Well-known modern choreographers are well-represented, too. The Mark Morris company returns to town for the third year in a row at the Rialto, this time in February 2001, with Sang-Froid, a new show which examines some of the most familiar works of Chopin through dance.

In March, the Stephen Petronio Company will perform at the Rialto. Petronio, who has made a name for himself with his inventive style, has collaborated with artists as diverse as Yoko Ono and the Beastie Boys. In April, AEROS, a Cirque du Soleil-style production, hits the Rialto stage with Romanian gymnasts led by the likes of modern choreographers such as Daniel Ezralow, David Parsons, and Moses Pendleton.

The unique rhythms of Jellyeye Drum Theatre come to the Ferst Center in January with a performance of Blood Lotus. This company is cross-trained in dance and drumming and creates an exciting mix of percussion and movement. Hubbard Street Dance, one of the most respected and established dance companies of Chicago, performs in January at Ferst, presenting its contemporary blend of jazz, modern and classical ballet technique.
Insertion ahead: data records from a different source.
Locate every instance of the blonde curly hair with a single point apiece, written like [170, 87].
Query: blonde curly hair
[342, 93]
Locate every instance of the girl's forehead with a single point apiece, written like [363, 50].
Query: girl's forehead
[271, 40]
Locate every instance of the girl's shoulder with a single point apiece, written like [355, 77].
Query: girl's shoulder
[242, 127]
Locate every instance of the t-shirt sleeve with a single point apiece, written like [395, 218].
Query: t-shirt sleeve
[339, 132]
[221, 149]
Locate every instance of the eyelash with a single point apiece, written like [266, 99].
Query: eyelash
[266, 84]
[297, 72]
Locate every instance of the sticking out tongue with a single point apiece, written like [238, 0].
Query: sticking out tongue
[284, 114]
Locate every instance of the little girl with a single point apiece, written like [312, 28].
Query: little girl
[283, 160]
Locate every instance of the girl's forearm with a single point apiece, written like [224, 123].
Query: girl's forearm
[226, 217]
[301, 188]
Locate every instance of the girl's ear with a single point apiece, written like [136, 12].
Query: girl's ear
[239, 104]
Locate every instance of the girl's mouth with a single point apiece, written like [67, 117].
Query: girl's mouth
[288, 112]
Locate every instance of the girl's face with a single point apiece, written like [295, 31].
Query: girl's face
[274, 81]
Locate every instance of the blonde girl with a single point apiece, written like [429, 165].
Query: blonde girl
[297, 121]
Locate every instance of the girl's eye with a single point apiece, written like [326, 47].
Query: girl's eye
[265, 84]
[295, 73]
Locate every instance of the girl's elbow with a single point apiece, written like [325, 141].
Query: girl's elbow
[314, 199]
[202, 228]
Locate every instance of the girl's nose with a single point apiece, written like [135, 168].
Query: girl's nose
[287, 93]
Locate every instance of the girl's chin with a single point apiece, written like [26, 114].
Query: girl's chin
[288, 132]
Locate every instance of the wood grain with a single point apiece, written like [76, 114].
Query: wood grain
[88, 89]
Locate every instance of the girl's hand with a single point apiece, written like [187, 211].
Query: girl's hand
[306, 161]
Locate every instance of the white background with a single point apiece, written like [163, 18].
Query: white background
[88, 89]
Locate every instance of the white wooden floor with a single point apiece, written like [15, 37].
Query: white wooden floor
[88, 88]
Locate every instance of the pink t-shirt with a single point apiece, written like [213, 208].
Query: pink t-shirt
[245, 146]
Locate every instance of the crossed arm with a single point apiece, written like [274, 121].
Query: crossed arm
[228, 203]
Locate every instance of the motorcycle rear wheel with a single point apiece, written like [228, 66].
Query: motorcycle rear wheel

With brand new works choreographed especially for the Ferst and Woodruff Arts centers, the inimitable dance company Pilobolus returns in March with an added performance at Woodruff Arts Center, following two sold-out shows last season.

The athletic company Momix comes to Ferst Center in March with their new work Orbit. Known for presenting inventiveness, Momix is a company of dancer-illusionists under the direction of Moses Pendleton. For 12 years, Momix has been known for its otherworldly use of props (swings, ropes and mirrors), light and music with dance.

And lastly, for those who prefer their dance on the glitzy side, in November the Fox's Broadway Series presents the touring version of the show Fosse, which recreates some of the Broadway choreographer Bob Fosse's most famous dance numbers, as well as many early works and numbers that have never been seen onstage before.